Velamakanni, the cofounder and CEO of Fractal Analytics, is one of the faces of India's AI efforts and an outspoken proponent of the need for sovereign AI technologies
Srikanth Velamakanni, Co-founder and Group CEO, Fractal Analytics
Image: Mexy Xavier
In March 2007, a data-crunching model built by Fractal Analytics predicted that West Indies would upstage Pakistan in the first match of that year’s cricket world cup. Correctly.
Co-founder and Group Chief Executive Srikanth Velamakkani has come a long way, as they say, since then, becoming one of the faces of India’s AI efforts and an outspoken proponent of the need for sovereign AI technologies.
Velamakanni’s 25-year entrepreneurial journey began not with a grand plan, but with a desire to build something impactful, he tells Forbes India in an interview. “The key reason behind starting Fractal was I wanted to be an entrepreneur,” he recalls.
He and four other graduates of one of India’s most prestigious business schools, IIM-Ahmedabad, started the company in 2000. For reasons including what Velamakkani himself has candidly described as “just ego” in the past, some of the co-founders parted ways, and Velamakanni remained as the driving force behind Fractal.
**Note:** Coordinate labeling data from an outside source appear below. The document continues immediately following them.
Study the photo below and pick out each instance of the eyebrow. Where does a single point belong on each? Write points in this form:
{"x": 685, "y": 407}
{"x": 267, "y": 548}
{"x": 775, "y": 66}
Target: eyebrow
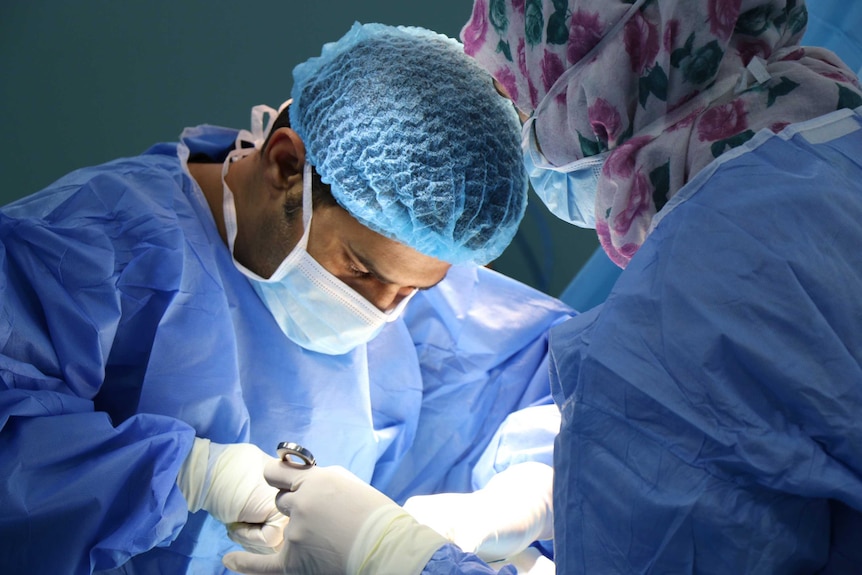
{"x": 367, "y": 264}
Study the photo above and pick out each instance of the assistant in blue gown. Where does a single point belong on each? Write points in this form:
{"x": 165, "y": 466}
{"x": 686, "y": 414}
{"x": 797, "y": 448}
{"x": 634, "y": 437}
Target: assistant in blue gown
{"x": 711, "y": 405}
{"x": 126, "y": 330}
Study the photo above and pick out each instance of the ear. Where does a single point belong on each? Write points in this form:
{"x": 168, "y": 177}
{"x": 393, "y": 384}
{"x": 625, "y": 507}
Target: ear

Initially, the company had experimented with consumer decision tools, but switched to what would become its core: Using analytics and AI to predict human behaviour in the pursuit of better business decisions. This was inspired by Velamakanni’s two lifelong passions: Mathematics and the study of human behaviour, or psychology. He also admits to a fascination with astrology, but from the point of view of “wanting to see round the corners”.